1) In a large bowl, combine the water, starter, and 3 cups of the flour, mixing until smooth.
2) Stir in the salt, sugar, yeast and gluten, then an additional 1 1/2 to 2 cups of flour. Stir until the dough pulls away from the sides of the bowl, adding only enough additional flour as necessary; a slack (sticky) dough makes a light loaf.
3) Knead the dough for about 7 minutes in a stand mixer; or 8 to 10 minutes by hand, on a lightly greased work surface. You may also knead this dough using the dough cycle on your bread machine; once it's finished kneading, transfer it to a bowl to rise, as directed below.
4) Turn the dough into an oiled bowl, cover the bowl, and let the dough rise until doubled in bulk, about 90 minutes.
5) Gently deflate the dough, and divide it into six pieces (for thin baguettes) or three pieces (for thicker Italian loaves).
6) Shape each piece into a 16" long loaf, and place the loaves, at least 4" apart, on parchment-lined baking sheets, or in lightly greased baguette pans (French loaf pans). If you're using baguette pans, make the loaves 15" long.

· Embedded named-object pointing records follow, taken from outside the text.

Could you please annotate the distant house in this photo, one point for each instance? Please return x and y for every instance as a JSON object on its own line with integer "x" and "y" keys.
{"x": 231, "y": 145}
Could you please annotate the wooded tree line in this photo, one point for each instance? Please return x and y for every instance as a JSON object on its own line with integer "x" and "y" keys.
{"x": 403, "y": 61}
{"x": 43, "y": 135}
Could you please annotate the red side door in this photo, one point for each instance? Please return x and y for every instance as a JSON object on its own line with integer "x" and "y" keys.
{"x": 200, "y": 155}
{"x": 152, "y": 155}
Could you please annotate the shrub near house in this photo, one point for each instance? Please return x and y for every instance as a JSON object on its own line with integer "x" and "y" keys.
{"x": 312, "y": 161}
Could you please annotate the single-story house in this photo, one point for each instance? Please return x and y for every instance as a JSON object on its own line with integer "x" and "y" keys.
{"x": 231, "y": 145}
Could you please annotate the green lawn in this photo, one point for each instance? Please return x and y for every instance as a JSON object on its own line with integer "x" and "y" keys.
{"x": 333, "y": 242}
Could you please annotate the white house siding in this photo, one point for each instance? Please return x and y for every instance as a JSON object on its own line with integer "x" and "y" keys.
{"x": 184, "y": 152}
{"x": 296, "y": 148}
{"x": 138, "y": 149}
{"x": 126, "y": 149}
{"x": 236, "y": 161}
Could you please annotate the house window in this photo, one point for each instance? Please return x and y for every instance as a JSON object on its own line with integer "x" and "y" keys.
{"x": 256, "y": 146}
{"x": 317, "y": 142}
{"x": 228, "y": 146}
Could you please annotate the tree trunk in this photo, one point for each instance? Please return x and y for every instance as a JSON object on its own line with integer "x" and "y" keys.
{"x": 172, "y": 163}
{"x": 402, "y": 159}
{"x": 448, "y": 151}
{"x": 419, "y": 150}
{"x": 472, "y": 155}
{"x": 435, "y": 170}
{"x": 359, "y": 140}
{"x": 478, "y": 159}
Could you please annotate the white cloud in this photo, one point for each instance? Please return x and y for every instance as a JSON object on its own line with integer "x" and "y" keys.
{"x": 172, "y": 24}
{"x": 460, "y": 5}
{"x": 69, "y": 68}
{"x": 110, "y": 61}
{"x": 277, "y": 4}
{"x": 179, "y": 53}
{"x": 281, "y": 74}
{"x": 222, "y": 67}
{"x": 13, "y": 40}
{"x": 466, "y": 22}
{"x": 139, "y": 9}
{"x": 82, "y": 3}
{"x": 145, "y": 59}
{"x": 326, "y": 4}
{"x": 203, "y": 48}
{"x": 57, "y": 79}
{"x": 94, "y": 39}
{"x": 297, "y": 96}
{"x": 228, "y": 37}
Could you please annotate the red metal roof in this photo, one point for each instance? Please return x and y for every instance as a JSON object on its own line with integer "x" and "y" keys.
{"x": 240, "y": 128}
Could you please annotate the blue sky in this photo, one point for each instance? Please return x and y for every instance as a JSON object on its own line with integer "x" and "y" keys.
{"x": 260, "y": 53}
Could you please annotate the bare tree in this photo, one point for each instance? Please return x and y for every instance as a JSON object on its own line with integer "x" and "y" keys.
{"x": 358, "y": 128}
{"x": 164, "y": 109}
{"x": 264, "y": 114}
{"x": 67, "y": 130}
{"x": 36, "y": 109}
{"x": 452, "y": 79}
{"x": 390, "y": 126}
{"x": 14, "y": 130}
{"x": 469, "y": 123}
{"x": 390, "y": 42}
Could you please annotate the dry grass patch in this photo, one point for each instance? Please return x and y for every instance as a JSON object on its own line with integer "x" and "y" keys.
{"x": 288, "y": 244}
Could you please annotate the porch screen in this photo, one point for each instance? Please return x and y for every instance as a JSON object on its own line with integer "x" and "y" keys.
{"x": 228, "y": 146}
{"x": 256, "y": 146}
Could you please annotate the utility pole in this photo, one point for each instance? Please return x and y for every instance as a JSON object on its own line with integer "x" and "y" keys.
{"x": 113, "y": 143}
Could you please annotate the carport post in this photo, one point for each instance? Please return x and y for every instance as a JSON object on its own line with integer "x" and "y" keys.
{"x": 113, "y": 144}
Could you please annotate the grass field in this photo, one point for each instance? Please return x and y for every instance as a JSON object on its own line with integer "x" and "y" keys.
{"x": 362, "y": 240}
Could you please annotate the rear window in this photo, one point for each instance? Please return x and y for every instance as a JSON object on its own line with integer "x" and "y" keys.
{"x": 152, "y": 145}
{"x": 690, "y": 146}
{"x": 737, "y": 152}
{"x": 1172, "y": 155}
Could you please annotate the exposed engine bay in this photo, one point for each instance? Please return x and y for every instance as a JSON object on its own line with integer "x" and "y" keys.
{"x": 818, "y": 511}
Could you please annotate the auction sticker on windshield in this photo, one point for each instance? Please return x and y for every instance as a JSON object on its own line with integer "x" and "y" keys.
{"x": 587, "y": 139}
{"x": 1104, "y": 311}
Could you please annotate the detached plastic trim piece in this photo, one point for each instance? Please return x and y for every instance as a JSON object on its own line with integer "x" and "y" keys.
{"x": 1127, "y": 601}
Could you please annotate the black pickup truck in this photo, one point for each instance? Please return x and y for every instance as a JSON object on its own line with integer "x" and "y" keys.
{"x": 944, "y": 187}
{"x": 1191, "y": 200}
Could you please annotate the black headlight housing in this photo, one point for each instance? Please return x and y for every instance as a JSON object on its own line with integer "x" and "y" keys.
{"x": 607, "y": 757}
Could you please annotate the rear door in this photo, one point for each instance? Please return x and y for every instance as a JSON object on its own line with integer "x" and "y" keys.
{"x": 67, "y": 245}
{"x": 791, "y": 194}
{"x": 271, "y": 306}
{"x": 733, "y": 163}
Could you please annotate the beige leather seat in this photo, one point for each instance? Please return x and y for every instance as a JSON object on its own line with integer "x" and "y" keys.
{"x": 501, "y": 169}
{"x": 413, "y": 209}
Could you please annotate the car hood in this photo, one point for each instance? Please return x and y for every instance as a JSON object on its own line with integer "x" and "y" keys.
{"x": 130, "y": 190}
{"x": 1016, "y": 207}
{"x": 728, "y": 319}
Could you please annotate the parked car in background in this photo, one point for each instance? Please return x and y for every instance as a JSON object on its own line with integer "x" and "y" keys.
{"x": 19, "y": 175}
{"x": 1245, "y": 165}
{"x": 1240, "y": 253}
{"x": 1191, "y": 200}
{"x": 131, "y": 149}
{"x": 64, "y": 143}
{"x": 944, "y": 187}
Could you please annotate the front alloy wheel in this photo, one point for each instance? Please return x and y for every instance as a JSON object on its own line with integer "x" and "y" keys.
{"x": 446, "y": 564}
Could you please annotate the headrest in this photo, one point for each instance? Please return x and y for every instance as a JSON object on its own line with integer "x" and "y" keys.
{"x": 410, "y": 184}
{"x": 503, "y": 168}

7) Cover the loaves with lightly greased plastic wrap, and let them rise for 1 1/2 to 2 hours, or until they're nice and puffy. Towards the end of the rising time, preheat your oven to 450°F.
8) If desired, gently brush the loaves with egg yolk glaze, and sprinkle them generously with Pizza Seasoning, artisan bread topping, or the toppings of your choice. If you're not brushing the loaves with egg yolk, spray them with olive oil spray; this will help them brown.
9) For a classic look, make three diagonal slashes in each loaf, cutting about 1/4" deep. For taller, rounder baguettes, don't slash.
10) Bake the baguettes for about 25 minutes, or until they're a rich golden brown. Remove the loaves from the oven. Turn off the oven, crack it open a few inches, and return the loaves to the cooling oven, without their pans. Letting the loaves cool right in the turned-off oven helps preserve their crunchy crust.
Yield: 6 baguettes or 3 Italian-style loaves.